The deadliest attack was a bomb that exploded on a highway between Baghdad and the northern city of Mosul, killing three police and four detainees who had been captured during a raid.
In north Baghdad, a roadside bomb exploded near bicycle shops in the Sadr City area, killing at least two people and wounding at least seven, while another bombing in the Hurriyah area wounded at least three more people.
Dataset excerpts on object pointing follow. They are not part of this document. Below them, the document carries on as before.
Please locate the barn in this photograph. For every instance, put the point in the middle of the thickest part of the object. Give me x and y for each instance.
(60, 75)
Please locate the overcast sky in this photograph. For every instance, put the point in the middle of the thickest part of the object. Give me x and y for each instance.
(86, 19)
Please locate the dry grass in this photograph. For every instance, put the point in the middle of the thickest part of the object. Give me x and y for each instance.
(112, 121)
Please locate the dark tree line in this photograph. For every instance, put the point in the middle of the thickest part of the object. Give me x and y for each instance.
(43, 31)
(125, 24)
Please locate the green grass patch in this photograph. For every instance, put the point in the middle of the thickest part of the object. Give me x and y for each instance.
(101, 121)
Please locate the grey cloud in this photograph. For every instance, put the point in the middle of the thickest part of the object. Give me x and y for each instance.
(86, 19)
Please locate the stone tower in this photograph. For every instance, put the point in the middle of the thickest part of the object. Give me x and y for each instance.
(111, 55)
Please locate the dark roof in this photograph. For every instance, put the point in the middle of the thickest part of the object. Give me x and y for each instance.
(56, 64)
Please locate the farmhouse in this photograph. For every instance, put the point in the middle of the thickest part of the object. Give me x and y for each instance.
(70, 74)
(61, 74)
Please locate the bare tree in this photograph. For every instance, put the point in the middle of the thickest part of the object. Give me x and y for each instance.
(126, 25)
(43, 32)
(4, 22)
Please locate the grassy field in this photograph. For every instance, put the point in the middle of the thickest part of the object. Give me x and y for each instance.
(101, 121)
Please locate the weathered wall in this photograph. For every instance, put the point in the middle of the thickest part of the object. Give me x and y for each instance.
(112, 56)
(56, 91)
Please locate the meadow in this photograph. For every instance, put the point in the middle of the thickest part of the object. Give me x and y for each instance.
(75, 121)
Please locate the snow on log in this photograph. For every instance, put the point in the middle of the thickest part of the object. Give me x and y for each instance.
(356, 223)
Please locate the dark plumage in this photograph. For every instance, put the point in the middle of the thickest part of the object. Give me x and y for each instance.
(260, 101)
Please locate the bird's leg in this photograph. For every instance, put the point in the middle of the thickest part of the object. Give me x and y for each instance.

Three shootings in the northern city of Mosul -- one of the most dangerous parts of the country -- killed four people, including the brother of a provincial councilor and a health directorate employee.
And a bomb exploded in a house in the Siniyah area north of Baghdad, killing a policeman and wounding two others.
Iraq has been hit by a year-long surge in violence, driven by widespread discontent among members of the Sunni Arab minority and the bloody civil war in neighboring Syria that security forces have failed to curb.
All of the city of Fallujah -- just a short drive from Baghdad -- and part of Anbar provincial capital Ramadi, to its west, have been held by anti-government fighters since early January.
More than 610 people have been killed in attacks and clashes since the beginning of the month, and over 1,600 since Jan. 1, according to AFP figures based on security and medical sources.